Submitted to: Meeting Abstract
Publication Type: Abstract Only
Publication Acceptance Date: 12/15/2005
Publication Date: 12/15/2005
Citation: Peterson, D.H., Spokas, K.A., Forcella, F., Reicosky, D.C., Wente, C.D. 2005. Seedling emergence of row crops and weeds across five tillage systems [abstract]. North Central Weed Science Society. 60:74.

Interpretive Summary:

Technical Abstract: Adoption of reduced tillage in the north central region of the United States has lagged behind adoption rates in other regions. One reason for this lag is that if soils in the north central region are not tilled, they remain cold and wet in spring, which delays access to fields and, thereby, delays planting and increases probabilities of low crop yields.

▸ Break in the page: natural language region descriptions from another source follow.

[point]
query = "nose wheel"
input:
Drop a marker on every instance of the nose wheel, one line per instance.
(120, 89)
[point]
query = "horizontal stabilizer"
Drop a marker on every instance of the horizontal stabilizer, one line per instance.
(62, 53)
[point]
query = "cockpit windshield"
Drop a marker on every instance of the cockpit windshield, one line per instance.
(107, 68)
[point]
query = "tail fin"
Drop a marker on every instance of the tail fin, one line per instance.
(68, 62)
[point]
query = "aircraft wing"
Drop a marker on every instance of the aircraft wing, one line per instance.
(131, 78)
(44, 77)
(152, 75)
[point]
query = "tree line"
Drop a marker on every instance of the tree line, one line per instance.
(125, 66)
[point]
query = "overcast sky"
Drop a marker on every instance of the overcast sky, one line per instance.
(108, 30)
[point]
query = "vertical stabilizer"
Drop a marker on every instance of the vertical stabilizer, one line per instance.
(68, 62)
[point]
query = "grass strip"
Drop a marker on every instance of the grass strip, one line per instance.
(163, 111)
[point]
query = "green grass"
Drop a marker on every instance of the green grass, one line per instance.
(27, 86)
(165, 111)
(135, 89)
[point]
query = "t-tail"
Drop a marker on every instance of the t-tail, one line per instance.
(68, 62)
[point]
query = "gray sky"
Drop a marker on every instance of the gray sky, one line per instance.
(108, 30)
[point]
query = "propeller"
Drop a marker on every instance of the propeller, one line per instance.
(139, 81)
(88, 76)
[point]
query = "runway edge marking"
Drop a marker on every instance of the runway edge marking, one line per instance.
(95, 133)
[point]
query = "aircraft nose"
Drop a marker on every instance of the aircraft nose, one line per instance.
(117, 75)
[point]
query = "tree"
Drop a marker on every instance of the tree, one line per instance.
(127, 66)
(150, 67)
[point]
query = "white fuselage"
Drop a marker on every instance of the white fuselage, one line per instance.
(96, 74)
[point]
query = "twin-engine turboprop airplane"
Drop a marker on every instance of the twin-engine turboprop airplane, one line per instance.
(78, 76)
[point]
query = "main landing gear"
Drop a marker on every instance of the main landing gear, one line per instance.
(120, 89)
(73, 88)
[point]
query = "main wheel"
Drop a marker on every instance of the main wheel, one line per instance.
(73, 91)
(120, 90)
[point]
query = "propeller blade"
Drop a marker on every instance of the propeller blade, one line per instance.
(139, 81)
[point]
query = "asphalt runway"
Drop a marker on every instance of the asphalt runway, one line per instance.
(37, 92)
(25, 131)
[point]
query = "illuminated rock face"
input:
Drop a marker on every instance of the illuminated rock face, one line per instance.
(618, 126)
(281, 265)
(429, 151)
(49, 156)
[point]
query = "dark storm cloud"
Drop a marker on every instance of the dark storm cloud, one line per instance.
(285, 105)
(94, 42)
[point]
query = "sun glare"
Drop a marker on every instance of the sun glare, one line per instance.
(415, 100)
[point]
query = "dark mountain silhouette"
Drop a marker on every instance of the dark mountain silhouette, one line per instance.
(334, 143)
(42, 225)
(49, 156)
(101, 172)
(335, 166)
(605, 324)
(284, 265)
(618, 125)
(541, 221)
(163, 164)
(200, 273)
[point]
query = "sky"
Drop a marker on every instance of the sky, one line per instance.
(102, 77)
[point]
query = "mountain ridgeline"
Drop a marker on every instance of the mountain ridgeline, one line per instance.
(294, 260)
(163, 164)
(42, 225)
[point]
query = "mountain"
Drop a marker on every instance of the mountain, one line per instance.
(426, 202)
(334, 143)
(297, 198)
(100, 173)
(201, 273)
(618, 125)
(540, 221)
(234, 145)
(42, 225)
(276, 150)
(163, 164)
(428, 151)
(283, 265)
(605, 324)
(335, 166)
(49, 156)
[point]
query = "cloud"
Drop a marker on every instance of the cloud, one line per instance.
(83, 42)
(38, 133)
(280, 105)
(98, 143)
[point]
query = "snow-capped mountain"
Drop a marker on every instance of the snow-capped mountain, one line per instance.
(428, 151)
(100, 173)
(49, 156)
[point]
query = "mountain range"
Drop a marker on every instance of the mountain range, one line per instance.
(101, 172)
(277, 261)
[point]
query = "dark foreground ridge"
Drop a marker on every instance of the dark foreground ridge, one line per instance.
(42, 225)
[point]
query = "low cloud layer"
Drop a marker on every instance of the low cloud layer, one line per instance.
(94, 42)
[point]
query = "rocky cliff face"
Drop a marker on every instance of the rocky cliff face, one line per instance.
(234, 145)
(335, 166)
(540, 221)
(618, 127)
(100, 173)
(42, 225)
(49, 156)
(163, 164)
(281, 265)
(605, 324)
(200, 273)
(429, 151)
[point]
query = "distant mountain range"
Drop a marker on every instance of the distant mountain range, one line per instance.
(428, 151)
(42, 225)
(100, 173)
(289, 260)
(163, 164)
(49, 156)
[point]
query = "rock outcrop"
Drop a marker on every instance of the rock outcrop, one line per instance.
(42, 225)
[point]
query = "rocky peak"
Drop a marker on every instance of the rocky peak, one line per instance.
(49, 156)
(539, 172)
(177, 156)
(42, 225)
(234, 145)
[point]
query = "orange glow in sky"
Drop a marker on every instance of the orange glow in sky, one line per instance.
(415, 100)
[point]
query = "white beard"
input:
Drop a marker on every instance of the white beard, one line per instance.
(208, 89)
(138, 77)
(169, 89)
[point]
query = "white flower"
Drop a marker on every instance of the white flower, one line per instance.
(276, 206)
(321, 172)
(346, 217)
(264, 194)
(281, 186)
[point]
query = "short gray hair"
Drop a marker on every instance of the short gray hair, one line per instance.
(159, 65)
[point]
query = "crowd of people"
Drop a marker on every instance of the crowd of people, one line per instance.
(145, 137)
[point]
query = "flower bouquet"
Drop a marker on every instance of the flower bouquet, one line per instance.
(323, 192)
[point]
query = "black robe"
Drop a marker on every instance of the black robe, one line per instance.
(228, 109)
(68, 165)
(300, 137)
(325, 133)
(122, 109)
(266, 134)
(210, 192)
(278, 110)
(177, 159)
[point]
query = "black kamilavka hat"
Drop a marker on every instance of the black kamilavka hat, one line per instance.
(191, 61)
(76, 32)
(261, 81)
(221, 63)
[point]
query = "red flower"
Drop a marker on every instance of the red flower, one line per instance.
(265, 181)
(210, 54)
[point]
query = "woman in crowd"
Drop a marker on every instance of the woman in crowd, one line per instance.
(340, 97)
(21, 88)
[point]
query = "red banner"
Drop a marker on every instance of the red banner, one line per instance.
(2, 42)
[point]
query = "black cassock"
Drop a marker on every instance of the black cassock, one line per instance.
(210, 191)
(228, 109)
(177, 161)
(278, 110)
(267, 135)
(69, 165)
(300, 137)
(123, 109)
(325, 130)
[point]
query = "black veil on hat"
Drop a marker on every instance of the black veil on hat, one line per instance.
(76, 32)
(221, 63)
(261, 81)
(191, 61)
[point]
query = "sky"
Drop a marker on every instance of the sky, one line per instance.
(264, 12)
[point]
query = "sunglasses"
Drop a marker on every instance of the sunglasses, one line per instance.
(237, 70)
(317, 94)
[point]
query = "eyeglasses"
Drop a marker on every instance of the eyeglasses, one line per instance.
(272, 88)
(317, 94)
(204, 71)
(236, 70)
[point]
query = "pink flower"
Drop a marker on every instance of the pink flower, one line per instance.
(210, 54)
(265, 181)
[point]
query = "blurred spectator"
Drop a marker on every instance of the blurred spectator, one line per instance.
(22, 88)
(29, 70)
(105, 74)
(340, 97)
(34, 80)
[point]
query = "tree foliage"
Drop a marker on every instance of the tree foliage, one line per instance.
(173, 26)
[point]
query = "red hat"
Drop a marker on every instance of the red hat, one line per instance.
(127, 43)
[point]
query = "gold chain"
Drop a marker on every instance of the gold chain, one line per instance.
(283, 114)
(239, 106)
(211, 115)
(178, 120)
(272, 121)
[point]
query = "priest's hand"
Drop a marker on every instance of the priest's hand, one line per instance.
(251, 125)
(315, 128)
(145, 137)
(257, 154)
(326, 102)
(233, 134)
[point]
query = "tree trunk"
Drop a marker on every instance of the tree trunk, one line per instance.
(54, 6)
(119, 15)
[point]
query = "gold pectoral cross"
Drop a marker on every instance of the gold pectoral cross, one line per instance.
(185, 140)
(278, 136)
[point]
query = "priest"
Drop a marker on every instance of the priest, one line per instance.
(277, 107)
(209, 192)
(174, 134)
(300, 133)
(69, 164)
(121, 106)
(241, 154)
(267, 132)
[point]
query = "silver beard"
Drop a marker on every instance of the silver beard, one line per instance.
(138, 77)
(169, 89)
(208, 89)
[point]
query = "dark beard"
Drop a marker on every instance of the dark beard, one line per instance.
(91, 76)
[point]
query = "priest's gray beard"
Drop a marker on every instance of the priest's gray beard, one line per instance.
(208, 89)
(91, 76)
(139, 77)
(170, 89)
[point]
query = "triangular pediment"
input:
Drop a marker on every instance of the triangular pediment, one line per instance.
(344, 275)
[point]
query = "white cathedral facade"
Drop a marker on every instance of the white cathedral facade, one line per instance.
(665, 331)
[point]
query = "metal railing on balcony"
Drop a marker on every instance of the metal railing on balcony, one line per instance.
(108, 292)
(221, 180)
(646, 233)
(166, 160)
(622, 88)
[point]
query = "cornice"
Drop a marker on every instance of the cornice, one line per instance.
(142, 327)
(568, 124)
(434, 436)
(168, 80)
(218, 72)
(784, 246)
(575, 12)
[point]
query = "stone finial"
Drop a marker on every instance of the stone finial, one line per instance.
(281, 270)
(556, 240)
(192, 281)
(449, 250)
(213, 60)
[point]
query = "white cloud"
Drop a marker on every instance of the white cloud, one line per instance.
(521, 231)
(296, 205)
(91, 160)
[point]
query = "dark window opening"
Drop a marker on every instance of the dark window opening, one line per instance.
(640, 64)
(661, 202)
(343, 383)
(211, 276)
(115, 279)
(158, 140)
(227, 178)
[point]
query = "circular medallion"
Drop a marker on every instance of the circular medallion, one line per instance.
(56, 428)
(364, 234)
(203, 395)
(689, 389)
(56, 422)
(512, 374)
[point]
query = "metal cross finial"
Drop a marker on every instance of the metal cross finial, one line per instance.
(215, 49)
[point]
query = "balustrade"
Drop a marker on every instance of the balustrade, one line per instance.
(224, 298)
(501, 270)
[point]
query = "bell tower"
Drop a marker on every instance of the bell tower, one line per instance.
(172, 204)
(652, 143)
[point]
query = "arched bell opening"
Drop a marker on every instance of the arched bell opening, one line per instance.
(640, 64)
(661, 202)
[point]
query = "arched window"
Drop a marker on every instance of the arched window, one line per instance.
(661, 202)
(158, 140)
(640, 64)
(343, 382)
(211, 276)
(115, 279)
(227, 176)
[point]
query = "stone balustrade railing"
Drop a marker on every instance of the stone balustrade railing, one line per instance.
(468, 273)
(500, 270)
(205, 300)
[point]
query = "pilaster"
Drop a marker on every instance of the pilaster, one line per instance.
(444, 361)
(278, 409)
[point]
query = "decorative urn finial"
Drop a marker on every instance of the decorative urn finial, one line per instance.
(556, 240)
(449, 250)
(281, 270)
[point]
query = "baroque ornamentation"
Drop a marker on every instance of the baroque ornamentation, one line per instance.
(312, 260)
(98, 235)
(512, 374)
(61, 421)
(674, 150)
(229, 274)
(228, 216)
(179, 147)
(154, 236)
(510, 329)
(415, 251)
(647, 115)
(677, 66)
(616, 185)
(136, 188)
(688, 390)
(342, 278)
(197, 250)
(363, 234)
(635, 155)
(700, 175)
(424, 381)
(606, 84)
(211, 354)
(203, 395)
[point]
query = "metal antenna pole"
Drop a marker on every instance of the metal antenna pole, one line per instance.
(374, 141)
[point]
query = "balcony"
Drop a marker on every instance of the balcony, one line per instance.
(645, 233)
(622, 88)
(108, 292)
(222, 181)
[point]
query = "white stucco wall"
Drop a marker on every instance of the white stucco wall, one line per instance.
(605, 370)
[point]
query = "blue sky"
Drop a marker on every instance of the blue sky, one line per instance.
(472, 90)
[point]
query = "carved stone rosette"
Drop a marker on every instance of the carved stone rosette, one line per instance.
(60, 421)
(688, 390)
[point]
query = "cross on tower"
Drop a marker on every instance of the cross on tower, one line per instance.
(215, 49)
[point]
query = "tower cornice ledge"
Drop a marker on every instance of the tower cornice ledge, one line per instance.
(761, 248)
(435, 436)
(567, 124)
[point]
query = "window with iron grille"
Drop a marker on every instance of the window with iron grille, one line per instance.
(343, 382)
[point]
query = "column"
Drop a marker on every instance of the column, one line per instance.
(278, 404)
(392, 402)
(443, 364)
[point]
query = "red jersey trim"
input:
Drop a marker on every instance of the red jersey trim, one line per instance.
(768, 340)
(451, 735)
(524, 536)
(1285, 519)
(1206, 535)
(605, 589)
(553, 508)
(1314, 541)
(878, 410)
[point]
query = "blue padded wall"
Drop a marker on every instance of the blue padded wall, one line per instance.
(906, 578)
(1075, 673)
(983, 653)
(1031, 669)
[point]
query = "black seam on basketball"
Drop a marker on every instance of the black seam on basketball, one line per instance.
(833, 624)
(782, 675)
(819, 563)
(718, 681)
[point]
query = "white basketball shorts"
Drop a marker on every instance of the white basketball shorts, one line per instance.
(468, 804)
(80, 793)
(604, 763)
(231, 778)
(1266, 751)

New equipment and residue management systems may help alleviate these problems. However, effects of these new systems on weed and crop emergence rates and densities are not known well. Consequently, we examined the above variables for three row crops (corn, soybean, and sunflower), five tillage systems (moldboard plow, MP; chisel plow; deep strip till, STd; shallow strip till; and no-till, NT), and (for weeds) three micro-sites (crop row, interrow with wheel tracks, and interrow without wheel tracks) during 2004 and 2005 in a loam soil in Minnesota. Primary weeds were green foxtail, common lambsquarters, and wild mustard. Foxtail tolerated all tillage systems, preferred rows in reduced tillage systems, and emerged faster in plowed soils. Lambsquarters preferred plowed soils, tolerated reduced tillage systems, and emerged slightly faster in MP. Mustard was entirely restricted to plowed soils, especially MP. Sunflower performed consistently well in STd and inconsistently elsewhere. Soybean was relatively insensitive to tillage and performed consistently well in reduced tillage. Corn was sensitive to NT but, otherwise, was not affected by tillage. All crops tended to emerge faster as tillage intensity increased, and emergence in STd often was similar to that in plowed soils (except corn in 2004). Overall, MP remains unique among the tested management systems, but a system like STd may be an acceptable alternative in terms of crop stand and rate of crop emergence. Delayed emergence of some weeds in STd may require use of PRE + POST or split POST herbicide strategies. Fortunately, STd is inhospitable to other weeds, like wild mustard.